Близилось начало праздника, и султанша старательно готовилась к нему в намерении напоследок блеснуть в Топкапы: Айше-хатун помогла ей облачиться в непривычно нарядное платье из синей парчи с длинными рукавами, расшитое серебристым кружевом, надела на ее шею жемчужное ожерелье, которое для султанши сделал повелитель, а на заплетенные в высокую изящную прическу темные волосы воздела серебряную диадему со сверкающими синими сапфирами.
Поглядевшись в зеркало, Филиз Султан улыбнулась уголками губ, поскольку показалась себе пусть и слегка опечаленной, но красивой. Обернувшись на служанку, она вздохнула и покачала головой.
— Не знаю, Айше, как я это перенесу… Как представлю, что уже завтра мне придется попрощаться с дочерью, так внутри все и обрывается.
— Вам нужно отпустить ее, султанша, — с пониманием в глазах ответила та. — Как вы знаете, я вырастила и шехзаде, и султаншу, и мне не меньше вас тяжело проститься с Эсмой Султан, но такова жизнь: дети вырастают и улетают из родительского гнезда, чтобы свить свое.
— Да, ты права. Что же, идем. Скоро начнется праздник. Хочу прежде заглянуть к Эсме.

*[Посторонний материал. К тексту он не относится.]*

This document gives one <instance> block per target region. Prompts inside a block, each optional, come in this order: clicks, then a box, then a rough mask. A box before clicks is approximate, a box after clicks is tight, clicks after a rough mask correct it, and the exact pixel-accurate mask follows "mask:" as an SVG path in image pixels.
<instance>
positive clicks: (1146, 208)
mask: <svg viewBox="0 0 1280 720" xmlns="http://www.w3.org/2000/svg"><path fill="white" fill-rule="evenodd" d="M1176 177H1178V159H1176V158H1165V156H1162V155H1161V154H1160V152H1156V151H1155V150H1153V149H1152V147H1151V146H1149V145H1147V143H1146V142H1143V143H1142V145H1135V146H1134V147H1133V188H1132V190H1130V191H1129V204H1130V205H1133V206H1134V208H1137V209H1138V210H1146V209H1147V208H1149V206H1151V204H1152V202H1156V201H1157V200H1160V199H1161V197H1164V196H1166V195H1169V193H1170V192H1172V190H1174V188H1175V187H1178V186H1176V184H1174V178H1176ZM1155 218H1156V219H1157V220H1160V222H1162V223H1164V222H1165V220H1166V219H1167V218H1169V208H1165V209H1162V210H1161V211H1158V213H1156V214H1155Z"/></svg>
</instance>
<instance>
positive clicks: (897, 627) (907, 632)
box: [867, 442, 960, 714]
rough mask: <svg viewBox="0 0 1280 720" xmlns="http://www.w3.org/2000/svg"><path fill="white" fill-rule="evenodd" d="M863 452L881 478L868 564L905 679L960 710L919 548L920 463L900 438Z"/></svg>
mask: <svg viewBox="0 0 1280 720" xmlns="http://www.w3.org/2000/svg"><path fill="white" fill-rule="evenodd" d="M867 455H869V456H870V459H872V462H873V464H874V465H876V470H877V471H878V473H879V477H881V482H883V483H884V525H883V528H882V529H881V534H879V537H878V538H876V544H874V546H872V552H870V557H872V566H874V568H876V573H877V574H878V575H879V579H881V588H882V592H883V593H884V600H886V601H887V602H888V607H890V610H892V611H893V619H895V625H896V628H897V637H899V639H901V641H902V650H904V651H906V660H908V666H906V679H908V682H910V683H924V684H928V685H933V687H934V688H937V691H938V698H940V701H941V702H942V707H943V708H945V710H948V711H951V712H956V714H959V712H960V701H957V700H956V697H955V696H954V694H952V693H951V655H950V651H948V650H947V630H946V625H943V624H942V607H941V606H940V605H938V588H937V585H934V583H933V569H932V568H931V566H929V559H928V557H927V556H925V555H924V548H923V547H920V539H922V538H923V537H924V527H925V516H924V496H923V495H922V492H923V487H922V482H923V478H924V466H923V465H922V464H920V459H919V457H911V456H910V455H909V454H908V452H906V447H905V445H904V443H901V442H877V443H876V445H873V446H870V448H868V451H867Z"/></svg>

Они вдвоем вышли из опочивальни и направились по коридорам дворца в направлении покоев Эсмы Султан, как, выйдя из-за очередного поворота, увидели идущую им навстречу процессию во главе с ослепительно красивой наряженной Эмине Султан, которую сопровождали Элмаз-хатун и еще две рабыни. На султанше было яркое платье из ее любимого пурпурного шелка, ее длинные золотые волосы венчала высокая диадема из золота с аметистами, а на шее сверкало тяжелое золотое ожерелье. Как всегда, слишком ярко и вычурно. По мнению Филиз Султан, она исхудала и перестала лучиться внутренним светом уверенности, что согрело ее сердце. Вот, наконец, и Эмине счастье покинуло, а любовь, которой она так хвалилась, закончилась. Когда взгляды султанш встретились, Филиз Султан замедлила шаг и помрачнела, а ее темно-серые глаза словно грозовые тучи потемнели. Эмине Султан, наоборот, просияла, но не от радости, а от возможности, наконец, встретиться с поверженной многолетней соперницей и излить на нее свой яд.